Total | 100 | 3214 | 164 |

- Class Mark Method: X = ∑fx/∑f = 3214/100 = 32. 14 = 32 matches per box (nearest whole no)
- Assumed Mean Method: X = A + (∑ Fd/∑f)

= 30. 5 + (164/100) =30.5 + 1.64

= 32.14 = 32 matches per box (nearest whole number)

*EVALUATION:*

Calculate the mean shoe sizes of the number of shoes represented in the table below using (i) class mark (ii) assumed mean method given that the assumed mean is 42.

Shoe sizes | 30 – 34 | 35 – 39 | 40 – 44 | 45 – 49 | 50 – 54 |

No of Men | 10 | 12 | 8 | 15 | 5 |

**MODE**

The mode of a grouped frequency distribution can be determined ** geometrically** and by

*interpolation method.*Mode from Histogram: The highest bar is the modal class and the mode can be determined by drawing a straight line from the right top corner of the bar to the right top corner of the adjacent bar on the left. Draw another line from the left top corner to the bar of the modal class to the left top corner of the adjacent bar on the right.

**EVALUATION**: Calculate the modal shoe sizes and median of the number of shoes represented in the table below using interpolation and graphical method.
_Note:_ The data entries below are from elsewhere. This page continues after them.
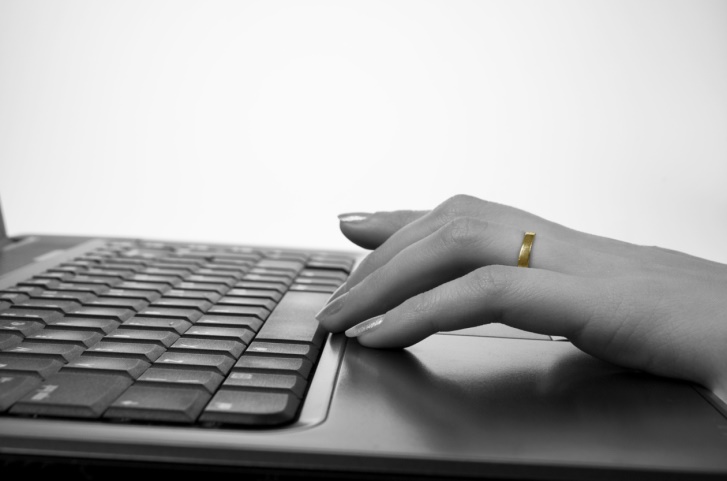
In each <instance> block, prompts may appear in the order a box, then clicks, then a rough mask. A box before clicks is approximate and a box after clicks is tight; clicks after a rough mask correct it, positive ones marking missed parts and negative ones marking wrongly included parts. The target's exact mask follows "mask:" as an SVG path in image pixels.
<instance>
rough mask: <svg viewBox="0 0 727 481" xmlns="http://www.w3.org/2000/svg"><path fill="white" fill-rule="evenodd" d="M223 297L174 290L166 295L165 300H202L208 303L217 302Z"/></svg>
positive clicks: (192, 291) (173, 289)
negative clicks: (177, 299)
mask: <svg viewBox="0 0 727 481" xmlns="http://www.w3.org/2000/svg"><path fill="white" fill-rule="evenodd" d="M220 297H222V296H221V295H220V294H218V293H216V292H211V291H208V292H205V291H185V290H184V289H172V290H171V291H168V292H167V293H166V294H164V298H174V299H202V300H205V301H208V302H216V301H217V299H219V298H220Z"/></svg>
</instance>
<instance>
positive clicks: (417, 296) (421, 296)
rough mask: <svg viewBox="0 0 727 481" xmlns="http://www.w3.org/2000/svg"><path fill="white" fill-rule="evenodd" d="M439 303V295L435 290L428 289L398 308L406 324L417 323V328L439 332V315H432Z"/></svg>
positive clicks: (439, 328)
mask: <svg viewBox="0 0 727 481" xmlns="http://www.w3.org/2000/svg"><path fill="white" fill-rule="evenodd" d="M439 303H440V299H439V296H438V295H437V294H436V292H435V291H429V292H427V293H424V294H420V295H418V296H414V297H412V298H410V299H408V300H406V301H405V302H404V303H402V304H401V306H400V308H401V311H402V314H403V317H404V318H405V322H406V323H407V324H411V325H414V324H418V325H419V326H418V327H419V329H421V328H423V329H424V330H426V331H427V332H432V333H433V332H439V331H440V330H441V326H440V325H439V322H438V320H439V316H437V315H433V313H435V312H436V311H437V309H438V305H439Z"/></svg>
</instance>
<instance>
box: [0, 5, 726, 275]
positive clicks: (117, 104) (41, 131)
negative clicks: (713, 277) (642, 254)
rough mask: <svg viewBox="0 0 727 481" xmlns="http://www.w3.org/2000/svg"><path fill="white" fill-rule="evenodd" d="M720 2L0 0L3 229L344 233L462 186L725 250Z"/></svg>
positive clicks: (722, 14)
mask: <svg viewBox="0 0 727 481" xmlns="http://www.w3.org/2000/svg"><path fill="white" fill-rule="evenodd" d="M725 179H727V2H724V1H695V0H688V1H665V0H659V1H623V2H621V1H613V0H610V1H604V2H587V1H573V2H566V1H557V2H545V1H536V2H517V1H507V2H505V1H502V2H484V1H482V2H455V1H413V2H404V1H385V2H376V1H370V0H367V1H360V2H344V1H331V2H312V1H291V2H270V1H264V2H245V1H240V0H238V1H230V2H223V1H197V2H189V1H186V2H185V1H168V2H167V1H149V0H144V1H118V2H109V1H62V2H60V1H41V2H37V1H27V0H18V1H8V0H2V1H1V2H0V196H1V198H2V204H3V209H4V211H5V216H6V223H7V226H8V230H9V232H10V233H11V234H22V233H31V232H32V233H68V234H99V235H123V236H138V237H148V238H162V239H185V240H196V241H219V242H233V243H257V244H274V245H291V246H316V247H332V248H348V247H349V244H348V243H347V241H346V240H345V239H344V238H343V236H341V235H340V233H339V232H338V222H337V219H336V214H338V213H341V212H346V211H374V210H389V209H401V208H417V209H426V208H431V207H433V206H435V205H436V204H438V203H439V202H441V201H442V200H444V199H445V198H447V197H448V196H451V195H453V194H455V193H460V192H462V193H469V194H472V195H476V196H479V197H482V198H486V199H490V200H494V201H497V202H501V203H506V204H511V205H515V206H518V207H521V208H524V209H527V210H530V211H532V212H534V213H536V214H539V215H541V216H544V217H547V218H550V219H552V220H554V221H557V222H560V223H563V224H566V225H569V226H571V227H574V228H577V229H581V230H585V231H588V232H592V233H596V234H601V235H606V236H609V237H617V238H621V239H623V240H627V241H631V242H636V243H640V244H656V245H661V246H664V247H671V248H675V249H679V250H684V251H686V252H689V253H692V254H695V255H699V256H702V257H707V258H711V259H714V260H717V261H720V262H727V215H726V214H727V189H725V188H724V184H725Z"/></svg>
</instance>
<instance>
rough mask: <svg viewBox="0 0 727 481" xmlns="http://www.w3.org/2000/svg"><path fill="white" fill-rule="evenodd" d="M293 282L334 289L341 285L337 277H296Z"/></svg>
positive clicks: (307, 284)
mask: <svg viewBox="0 0 727 481" xmlns="http://www.w3.org/2000/svg"><path fill="white" fill-rule="evenodd" d="M295 284H306V285H311V286H328V287H333V288H334V289H336V288H338V286H340V285H341V282H340V281H338V280H337V279H323V278H318V277H298V278H296V279H295Z"/></svg>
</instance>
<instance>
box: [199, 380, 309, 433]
mask: <svg viewBox="0 0 727 481" xmlns="http://www.w3.org/2000/svg"><path fill="white" fill-rule="evenodd" d="M299 405H300V399H298V397H297V396H295V395H294V394H292V393H279V392H255V391H243V390H237V389H220V391H218V392H217V394H215V396H214V397H213V398H212V400H211V401H210V403H209V404H208V405H207V407H206V408H205V410H204V412H203V413H202V416H201V417H200V420H201V421H203V422H210V423H222V424H238V425H245V426H274V425H280V424H285V423H289V422H291V421H293V420H294V419H295V415H296V413H297V411H298V406H299Z"/></svg>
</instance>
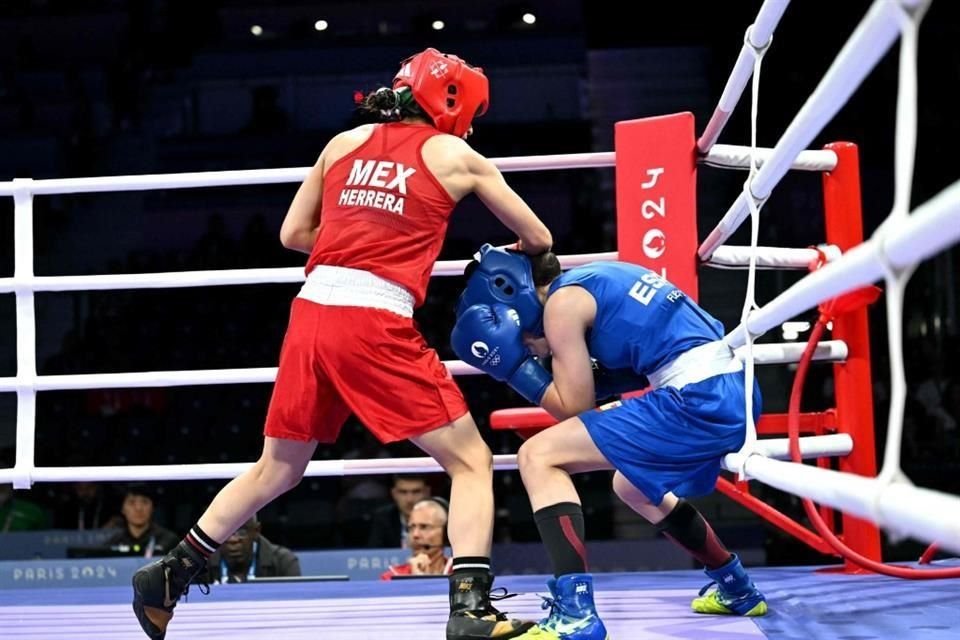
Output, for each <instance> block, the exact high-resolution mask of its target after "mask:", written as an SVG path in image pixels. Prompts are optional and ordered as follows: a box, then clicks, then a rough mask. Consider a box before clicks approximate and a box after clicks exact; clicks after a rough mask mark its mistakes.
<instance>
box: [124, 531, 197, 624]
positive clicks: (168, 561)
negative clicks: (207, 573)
mask: <svg viewBox="0 0 960 640" xmlns="http://www.w3.org/2000/svg"><path fill="white" fill-rule="evenodd" d="M206 566H207V562H206V559H205V558H203V557H202V556H201V555H199V554H197V553H196V552H195V551H193V550H191V549H189V547H187V546H186V545H185V543H183V542H181V543H180V544H179V545H177V546H176V547H175V548H174V549H173V550H172V551H171V552H170V553H168V554H167V555H165V556H164V557H163V558H161V559H160V560H157V561H156V562H151V563H150V564H148V565H146V566H144V567H141V568H140V569H139V570H138V571H137V572H136V573H134V574H133V612H134V614H135V615H136V616H137V621H138V622H140V627H141V628H142V629H143V631H144V633H146V634H147V636H148V637H149V638H150V639H151V640H163V637H164V636H165V635H166V634H167V625H168V624H170V619H171V618H173V608H174V607H175V606H177V602H178V601H179V600H180V597H181V596H184V595H186V593H187V591H188V589H189V588H190V582H191V580H193V579H194V578H195V577H196V576H197V575H198V574H199V573H200V572H201V571H203V570H204V569H205V568H206ZM199 586H200V589H201V590H203V589H204V588H205V587H206V588H207V589H208V590H209V587H207V585H206V584H205V583H204V584H200V585H199Z"/></svg>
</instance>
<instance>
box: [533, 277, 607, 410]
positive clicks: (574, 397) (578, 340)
mask: <svg viewBox="0 0 960 640" xmlns="http://www.w3.org/2000/svg"><path fill="white" fill-rule="evenodd" d="M596 314H597V303H596V301H595V300H594V299H593V296H591V295H590V294H589V293H587V291H586V290H585V289H583V288H582V287H575V286H571V287H563V288H561V289H559V290H558V291H556V292H555V293H554V294H553V295H551V296H550V298H549V299H547V304H546V306H545V307H544V310H543V326H544V332H545V335H546V338H547V342H548V343H549V345H550V350H551V352H552V354H553V358H552V362H551V364H552V372H553V384H551V385H550V386H549V387H547V390H546V392H545V393H544V394H543V397H542V398H541V400H540V406H541V407H543V408H544V409H545V410H546V411H547V412H548V413H550V415H552V416H553V417H554V418H556V419H558V420H565V419H566V418H569V417H572V416H576V415H579V414H580V413H583V412H584V411H587V410H588V409H592V408H593V406H594V389H593V362H592V361H591V359H590V352H589V350H588V348H587V338H586V333H587V329H588V328H589V327H590V326H591V325H592V324H593V319H594V317H596Z"/></svg>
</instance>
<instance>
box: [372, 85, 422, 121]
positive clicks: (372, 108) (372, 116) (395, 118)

Shoe sizes | 30 – 34 | 35 – 39 | 40 – 44 | 45 – 49 | 50 – 54 |

No of Men | 10 | 12 | 8 | 15 | 5 |

**GENERAL EVALUATION**:

The table below gives the distribution of masses (kg) of 40 people

Masses (kg) | 1 – 5 | 6 – 10 | 11 -15 | 16 – 20 | 21 – 25 | 26 – 30 | 31 – 35 | 36 – 40 |

Frequency | 9 | 20 | 32 | 42 | 35 | 22 | 15 | 5 |

- State the modal class of the distribution and find the mode.
- Draw a cumulative frequency curve to illustrate the distribution.
- Use the curve in ‘2’ to estimate the median.
- Calculate the mean of the distribution.

**READING ASSIGNMENT**

New General Mathematics SSS2,page 160, exercise14a.

**WEEKEND ASSIGNMENT**

The table gives the frequency distribution of a random sample of 250 steel bolts according to their head diameter, measured to the nearest 0.01mm.

Diameter (mm) | 23.06 – 23.10 | 23.11 – 23.15 | 23.16 – 23.20 | 23.21 – 23.25 | 23.26-23.30 | 23.31 – 23.35 | 23.36-23.40 | 23.41-23.45 | 23.46-23.50 |

No of bolts | 10 | 20 | 28 | 36 | 52 | 38 | 32 | 21 | 13 |

- State the median class and calculate the median using interpolation method.
- Draw the histogram and use it to estimate the mode.
- Calculate the mean value using a working mean of 23.28mm.